Throughout the duration of the Bush years, any and all opponents of these policies were shouted down as being with the terrorists -- undermining American security and endangering the troops, while evildoers were lurking under our beds ready to spring forth and crash airplanes into everything. In those years, patriotism was defined by the speed and vigor by which we gave up our civil liberties in lieu of a lot of extra security. This mantra was defined, branded and codified by the Republican Party.
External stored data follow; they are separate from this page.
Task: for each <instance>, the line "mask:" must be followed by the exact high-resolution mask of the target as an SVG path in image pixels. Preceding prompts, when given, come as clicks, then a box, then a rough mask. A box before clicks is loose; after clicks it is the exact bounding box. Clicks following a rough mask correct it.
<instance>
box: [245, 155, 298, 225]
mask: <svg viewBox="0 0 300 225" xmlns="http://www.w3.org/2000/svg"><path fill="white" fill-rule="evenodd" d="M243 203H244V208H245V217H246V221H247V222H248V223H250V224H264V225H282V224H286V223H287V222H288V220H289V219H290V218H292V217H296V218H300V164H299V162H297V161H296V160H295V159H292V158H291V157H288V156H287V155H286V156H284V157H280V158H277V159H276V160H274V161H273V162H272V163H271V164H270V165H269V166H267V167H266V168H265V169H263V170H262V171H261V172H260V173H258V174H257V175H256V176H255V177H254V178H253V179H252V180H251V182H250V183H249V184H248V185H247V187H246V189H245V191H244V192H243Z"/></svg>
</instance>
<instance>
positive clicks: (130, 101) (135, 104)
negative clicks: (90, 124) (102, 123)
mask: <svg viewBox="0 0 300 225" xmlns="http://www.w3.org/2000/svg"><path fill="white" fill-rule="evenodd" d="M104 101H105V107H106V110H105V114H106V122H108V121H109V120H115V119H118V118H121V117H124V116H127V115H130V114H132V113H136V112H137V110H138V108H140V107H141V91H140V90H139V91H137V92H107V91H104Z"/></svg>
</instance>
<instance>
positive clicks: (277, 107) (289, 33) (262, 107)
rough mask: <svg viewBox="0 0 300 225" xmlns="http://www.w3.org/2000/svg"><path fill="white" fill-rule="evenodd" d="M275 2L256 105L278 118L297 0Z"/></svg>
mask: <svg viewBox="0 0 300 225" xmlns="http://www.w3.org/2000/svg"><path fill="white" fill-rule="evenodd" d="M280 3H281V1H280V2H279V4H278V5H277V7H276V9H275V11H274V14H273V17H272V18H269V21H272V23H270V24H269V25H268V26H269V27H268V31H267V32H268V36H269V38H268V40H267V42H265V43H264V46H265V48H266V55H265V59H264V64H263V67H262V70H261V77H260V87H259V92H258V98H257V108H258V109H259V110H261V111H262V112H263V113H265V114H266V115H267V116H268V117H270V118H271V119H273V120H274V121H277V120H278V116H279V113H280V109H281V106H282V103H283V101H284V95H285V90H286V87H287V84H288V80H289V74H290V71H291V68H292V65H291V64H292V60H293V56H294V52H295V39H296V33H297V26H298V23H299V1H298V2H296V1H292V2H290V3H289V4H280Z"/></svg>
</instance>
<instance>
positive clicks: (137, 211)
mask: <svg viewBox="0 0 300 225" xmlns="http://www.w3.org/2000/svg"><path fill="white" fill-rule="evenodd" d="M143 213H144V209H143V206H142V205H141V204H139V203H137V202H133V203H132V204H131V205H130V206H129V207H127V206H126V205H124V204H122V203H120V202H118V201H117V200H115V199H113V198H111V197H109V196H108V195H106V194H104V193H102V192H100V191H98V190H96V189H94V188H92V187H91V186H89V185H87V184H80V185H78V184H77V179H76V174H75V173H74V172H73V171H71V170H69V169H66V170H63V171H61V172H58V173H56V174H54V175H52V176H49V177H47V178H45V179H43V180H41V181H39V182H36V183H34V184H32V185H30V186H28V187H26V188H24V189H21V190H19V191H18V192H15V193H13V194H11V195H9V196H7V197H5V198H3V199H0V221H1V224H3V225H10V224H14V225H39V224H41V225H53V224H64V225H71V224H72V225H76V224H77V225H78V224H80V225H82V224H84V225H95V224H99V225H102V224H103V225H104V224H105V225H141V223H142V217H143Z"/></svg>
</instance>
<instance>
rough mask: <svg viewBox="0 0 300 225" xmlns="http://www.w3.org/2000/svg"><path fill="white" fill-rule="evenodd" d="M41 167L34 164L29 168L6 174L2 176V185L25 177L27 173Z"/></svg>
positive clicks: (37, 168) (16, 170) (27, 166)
The post-9/11 maxim "either you're with us, or you are with the terrorists" wasn't the concoction of Michael Moore or Barack Obama or Hillary Clinton or Janet Napolitano. It was entirely the purview of the Drudge-ruled authoritarian universe of fear and cowardice. And make no mistake: cowardice is precisely what it was -- cry-baby cowardice masked by flag-waving machismo in support of a military-industrial-security complex that earned billions in profits on investments ranging from the invasion and occupation of Iraq to the production and deployment of body scanners. Rather than standing firm and upholding American values, the far-right embraced cowardice and set us on a course that's become so deeply embedded into our political culture that it's going to take many more years to unravel.

So as you observe the coming months and years of brain-melting scandal coverage surrounding these topics, blame a Republican. It's okay. They deserve it.